Schon wieder stand dem TSV Krähenwinkel/Kaltenweide am letzten Sonnabend in der Fußball-Landesliga ein direkter Konkurrent im Kampf um den Klassenerhalt gegenüber. Im Stadion des OSV Hannover hätten die Krähen bereits den entscheidenden Schritt über die Ziellinie gehen können. Doch der Sieg ging an die Bothfelder, die damit bis auf einen Punkt an die Krähen herangerückt sind. Am nächsten Spieltag geht es für den TSV KK gegen den Tabellenvorletzten TSV Wetschen.
Der Auftrag ist klar: Heimsieg – und dann feiern. Sollte der TSV Krähenwinkel/Kaltenweide gegen Wetschen gewinnen, dann wäre der Klassenerhalt geschafft. Mannschaft und Fans könnten sich auf eine weitere Saison in der Landesliga freuen. Erwischen die Krähen am Sonntag jedoch einen schlechten Tag, müsste auf die Ergebnisse der Konkurrenz geschaut werden. Im günstigsten Fall könnte das Team selbst bei einer Niederlage die Klasse halten. Bei einem worst case jedoch – kein Punkt gegen Wetschen und Erfolge der Rivalen – könnte es noch einmal richtig eng werden.
Im OSV-Stadion hatten die Besucher am Sonnabend ein Landesliga-Spiel gesehen, dessen Niveau über neunzig Minuten vollkommen überschaubar blieb. Beide Teams brachten wenig Konstruktives zustande, kaum ein Angriff brachte Zielführendes zutage. Bei den wenigen Szenen in den Strafräumen konnte man eher von Halbchancen als von guten Tormöglichkeiten sprechen. Zu den seltenen Ausnahmen gehörte der Schuss von Wladislaw Schmidt, der bei einem Eckball von Philipp Schmidt am linken Pfosten gelauert hatte. Aus kurzer Distanz parierte Julian Wenzl im OSV-Tor mit einem schnellen Reflex. Ein Fernschuss von Philipp Schmidt kurz darauf erinnerte manchen KK-Fan an das Tor, das den Krähen Ende Januar den Sieg beim Sportbuzzer-Masters brachte. Ende April wollte der Ball jedoch nicht ins Tor. Diesen Weg fand das Spielgerät in der 49.Minute. Weil inzwischen die Seiten gewechselt worden waren, bedeutete dieser Treffer das 1:0 für die Hannoveraner. Nach einem ersten Versuch von Halil Akyol hatte Mohammad-Mostafa Nawazy im Nachsetzen getroffen. Doch die Krähen kamen in der 67.Minute zurück. Nach Vorarbeit von Alexander Dosch traf der kurz zuvor eingewechselte Torben Koschinsky zum 1:1.

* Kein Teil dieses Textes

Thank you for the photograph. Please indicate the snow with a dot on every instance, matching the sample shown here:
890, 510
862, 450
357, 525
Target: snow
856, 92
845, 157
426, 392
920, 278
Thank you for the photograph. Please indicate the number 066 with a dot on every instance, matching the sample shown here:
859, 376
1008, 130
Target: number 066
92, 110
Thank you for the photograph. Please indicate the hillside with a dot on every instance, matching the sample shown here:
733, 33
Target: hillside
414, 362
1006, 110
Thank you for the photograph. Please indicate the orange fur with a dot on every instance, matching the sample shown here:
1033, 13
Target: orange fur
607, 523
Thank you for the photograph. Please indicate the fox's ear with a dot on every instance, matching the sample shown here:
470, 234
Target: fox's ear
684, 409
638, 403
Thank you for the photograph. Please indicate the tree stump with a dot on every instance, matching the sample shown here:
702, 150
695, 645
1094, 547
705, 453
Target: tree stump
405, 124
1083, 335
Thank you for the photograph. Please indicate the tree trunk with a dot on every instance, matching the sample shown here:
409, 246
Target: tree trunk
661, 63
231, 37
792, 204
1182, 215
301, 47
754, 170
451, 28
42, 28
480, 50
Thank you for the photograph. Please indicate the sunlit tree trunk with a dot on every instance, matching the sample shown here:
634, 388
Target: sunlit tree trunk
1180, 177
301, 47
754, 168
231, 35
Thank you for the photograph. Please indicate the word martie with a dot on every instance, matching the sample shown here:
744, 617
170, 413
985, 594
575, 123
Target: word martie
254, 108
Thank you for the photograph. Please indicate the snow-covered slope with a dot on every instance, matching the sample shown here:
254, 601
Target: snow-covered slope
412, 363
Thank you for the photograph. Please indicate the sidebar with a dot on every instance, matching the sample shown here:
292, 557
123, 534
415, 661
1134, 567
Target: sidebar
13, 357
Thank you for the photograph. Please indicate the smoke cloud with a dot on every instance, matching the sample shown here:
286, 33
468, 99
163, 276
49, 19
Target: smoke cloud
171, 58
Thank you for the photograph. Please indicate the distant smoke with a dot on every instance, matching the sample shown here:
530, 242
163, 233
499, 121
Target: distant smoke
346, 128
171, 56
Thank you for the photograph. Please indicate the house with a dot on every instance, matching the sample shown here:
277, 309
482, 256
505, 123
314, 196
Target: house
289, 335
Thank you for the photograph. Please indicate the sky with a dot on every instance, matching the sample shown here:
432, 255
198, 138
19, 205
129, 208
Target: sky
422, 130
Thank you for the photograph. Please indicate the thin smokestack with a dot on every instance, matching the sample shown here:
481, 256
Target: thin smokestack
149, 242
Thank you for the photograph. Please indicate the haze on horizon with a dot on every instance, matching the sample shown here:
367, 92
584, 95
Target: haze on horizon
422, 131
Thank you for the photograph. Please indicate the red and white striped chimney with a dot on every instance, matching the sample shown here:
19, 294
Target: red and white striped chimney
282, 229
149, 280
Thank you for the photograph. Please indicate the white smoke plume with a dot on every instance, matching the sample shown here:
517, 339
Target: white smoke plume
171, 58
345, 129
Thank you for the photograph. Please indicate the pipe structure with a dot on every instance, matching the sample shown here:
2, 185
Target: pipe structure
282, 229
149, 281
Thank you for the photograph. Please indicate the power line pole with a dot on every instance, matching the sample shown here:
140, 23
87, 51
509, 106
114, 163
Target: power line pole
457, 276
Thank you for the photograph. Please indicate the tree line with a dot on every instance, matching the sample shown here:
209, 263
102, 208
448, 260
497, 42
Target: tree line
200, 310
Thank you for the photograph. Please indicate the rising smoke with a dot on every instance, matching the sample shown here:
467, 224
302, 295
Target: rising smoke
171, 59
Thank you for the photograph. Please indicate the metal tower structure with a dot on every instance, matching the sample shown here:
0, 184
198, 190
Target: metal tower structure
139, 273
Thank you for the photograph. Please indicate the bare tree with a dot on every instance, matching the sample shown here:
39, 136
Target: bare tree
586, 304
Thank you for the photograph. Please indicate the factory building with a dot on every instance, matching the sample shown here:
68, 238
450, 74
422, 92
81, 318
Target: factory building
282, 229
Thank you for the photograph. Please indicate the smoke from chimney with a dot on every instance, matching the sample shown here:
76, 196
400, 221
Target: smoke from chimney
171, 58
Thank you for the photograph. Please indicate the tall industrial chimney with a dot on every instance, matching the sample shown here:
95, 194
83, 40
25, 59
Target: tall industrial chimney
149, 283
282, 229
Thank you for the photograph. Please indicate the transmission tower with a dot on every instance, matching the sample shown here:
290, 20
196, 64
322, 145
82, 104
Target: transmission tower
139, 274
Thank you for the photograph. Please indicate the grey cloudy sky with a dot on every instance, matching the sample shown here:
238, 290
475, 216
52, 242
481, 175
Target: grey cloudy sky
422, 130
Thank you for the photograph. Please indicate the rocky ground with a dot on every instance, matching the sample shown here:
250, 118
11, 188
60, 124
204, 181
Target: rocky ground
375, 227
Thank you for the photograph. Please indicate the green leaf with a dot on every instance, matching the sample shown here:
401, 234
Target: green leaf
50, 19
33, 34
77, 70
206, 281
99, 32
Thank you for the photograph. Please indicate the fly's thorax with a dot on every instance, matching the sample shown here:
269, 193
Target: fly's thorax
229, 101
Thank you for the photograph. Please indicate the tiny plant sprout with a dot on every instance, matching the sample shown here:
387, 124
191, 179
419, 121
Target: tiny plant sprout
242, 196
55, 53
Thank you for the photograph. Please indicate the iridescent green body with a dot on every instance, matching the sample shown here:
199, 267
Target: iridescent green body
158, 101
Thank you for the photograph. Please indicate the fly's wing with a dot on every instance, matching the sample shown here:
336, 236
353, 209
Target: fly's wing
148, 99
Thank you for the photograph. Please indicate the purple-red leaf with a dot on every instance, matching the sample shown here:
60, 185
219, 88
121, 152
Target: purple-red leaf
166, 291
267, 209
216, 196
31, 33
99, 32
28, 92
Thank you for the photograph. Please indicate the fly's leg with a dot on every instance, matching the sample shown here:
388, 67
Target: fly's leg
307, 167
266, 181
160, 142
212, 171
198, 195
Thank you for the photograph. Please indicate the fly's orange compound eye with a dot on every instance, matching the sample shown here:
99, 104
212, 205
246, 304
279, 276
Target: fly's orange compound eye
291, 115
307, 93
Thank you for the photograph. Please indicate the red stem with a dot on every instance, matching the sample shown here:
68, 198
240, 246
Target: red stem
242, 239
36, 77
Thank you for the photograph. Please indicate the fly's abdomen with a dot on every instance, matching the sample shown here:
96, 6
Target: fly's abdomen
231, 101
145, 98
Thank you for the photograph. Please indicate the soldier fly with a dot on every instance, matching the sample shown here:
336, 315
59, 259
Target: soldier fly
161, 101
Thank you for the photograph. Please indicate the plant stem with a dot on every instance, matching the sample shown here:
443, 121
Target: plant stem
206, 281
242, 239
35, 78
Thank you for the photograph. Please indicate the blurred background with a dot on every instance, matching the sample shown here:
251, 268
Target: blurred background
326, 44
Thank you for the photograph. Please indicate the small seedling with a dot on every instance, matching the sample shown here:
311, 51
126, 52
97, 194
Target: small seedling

Wer es unter den Besuchern nicht mit den Rot-Blauen hielt, durfte sich in der 75.Minute an der beste Szene eines schwachen Spiels erfreuen. Nach einem Freistoß von Besnik Syziu drosch Dejan Bubulj den Ball volley in den oberen linken Torwinkel. Es stand 2:1, und daran sollte sich bis zum Schluss nichts mehr ändern. Insgesamt geht das Ergebnis wohl in Ordnung, da der OSV das etwas konsequentere Team darstellte.
Für den TSV Krähenwinkel/Kaltenweide geht es nun darum, dieses Spiel schnell
abzuhaken und sich voll und ganz auf die nächste Aufgabe zu konzentrieren. Die
Partie gegen den TSV Wetschen beginnt am Sonntag, 8. Mai, um 15 Uhr. Nach dem
Schlusspfiff wollen die Spieler den Klassenerhalt feiern – und sich weitere Nervenbela-
stungen ersparen.

Mannschaft: J. Helms, S. Helms, Döpke, Miener (ab 80.Minute Mally), Linnemann, Mücke (ab 46. Minute Zimmermann), P. Schmidt, A. Ulrich, W. Schmidt (ab 65.Minute Koschinsky), Dosch, M. Ulrich.
Trainer: Gehrmann
Tore: 49.Minute 1:0 Mohammad-Mostafa Nawazy, 67.Minute 1:1 Torben Koschinsky, 75.Minute 2:1 Dejan Bubulj.